There are two different Autocompletion implementations, one for MatcherAPIv2 and the other (pre-ipython 8.6.0) for MatcherAPIv1. The MatcherAPIv2 version is tried first, and if it fails, the MatcherAPIv1 version is loaded. MatcherAPIv1 will not match the entire results of a cell: it's limited to a line by line match.

- Phrase completion: `%dql create <tab>` will show common phrases, such as `CREATE OR REPLACE`
- Pragma completion: `%dql PRAGMA <tab>` will list available pragma's.
- Table completion: `%dql select * from <tab>` will list available tables and Pandas DataFrames. This is triggered by a list of keywords (ie: from) that are expected to be followed. See magic_duckdb.autocomplete.common for the keywords.
- Column completion: `%dql select tablename.<tab> from tablename` will list available tables and Pandas DataFrames for tablename.

Notes:

- VScode will autocomplete differently than Jupyter: For instance, VScode autocompletes on spaces, Jupyter on tabs.
- Column completion only matches table or dataframe names. It doesn't look up aliases or analyze subqueries.
- This is meant as a proof of concept.

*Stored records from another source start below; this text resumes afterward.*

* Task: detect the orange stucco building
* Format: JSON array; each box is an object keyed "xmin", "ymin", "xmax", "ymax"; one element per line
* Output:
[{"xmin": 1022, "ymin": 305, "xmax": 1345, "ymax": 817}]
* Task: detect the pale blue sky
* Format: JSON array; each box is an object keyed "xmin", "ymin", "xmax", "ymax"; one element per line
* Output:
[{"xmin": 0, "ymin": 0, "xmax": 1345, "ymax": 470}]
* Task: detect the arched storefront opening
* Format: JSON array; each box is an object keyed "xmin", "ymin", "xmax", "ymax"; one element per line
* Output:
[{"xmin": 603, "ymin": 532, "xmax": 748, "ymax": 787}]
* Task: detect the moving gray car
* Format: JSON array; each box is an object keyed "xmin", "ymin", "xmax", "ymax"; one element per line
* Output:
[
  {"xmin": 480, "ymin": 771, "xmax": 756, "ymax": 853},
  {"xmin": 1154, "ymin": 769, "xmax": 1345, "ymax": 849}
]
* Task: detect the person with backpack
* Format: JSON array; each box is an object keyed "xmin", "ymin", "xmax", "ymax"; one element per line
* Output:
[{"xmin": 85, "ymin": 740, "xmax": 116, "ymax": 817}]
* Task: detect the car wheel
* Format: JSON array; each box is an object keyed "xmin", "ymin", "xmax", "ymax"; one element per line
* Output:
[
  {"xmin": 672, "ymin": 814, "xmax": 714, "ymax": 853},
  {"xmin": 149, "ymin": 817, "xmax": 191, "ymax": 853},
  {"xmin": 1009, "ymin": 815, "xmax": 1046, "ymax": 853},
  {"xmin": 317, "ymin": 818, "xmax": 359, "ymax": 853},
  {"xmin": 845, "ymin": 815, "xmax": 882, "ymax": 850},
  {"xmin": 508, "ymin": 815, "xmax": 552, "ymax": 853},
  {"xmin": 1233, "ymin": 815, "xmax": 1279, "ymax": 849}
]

The next step is to leverage duckdb's existing work: [4921](https://github.com/duckdb/duckdb/pull/4921) and test cases here: [shell-test.py](https://github.com/Mytherin/duckdb/blob/5f75cb90b478434f0a1811af0695ea3a186a67a8/tools/shell/shell-test.py)
- https://jupyter-contrib-nbextensions.readthedocs.io/en/latest/nbextensions/hinterland/README.html: Enable code autocompletion menu for every keypress in a code cell, instead of only calling it with tab.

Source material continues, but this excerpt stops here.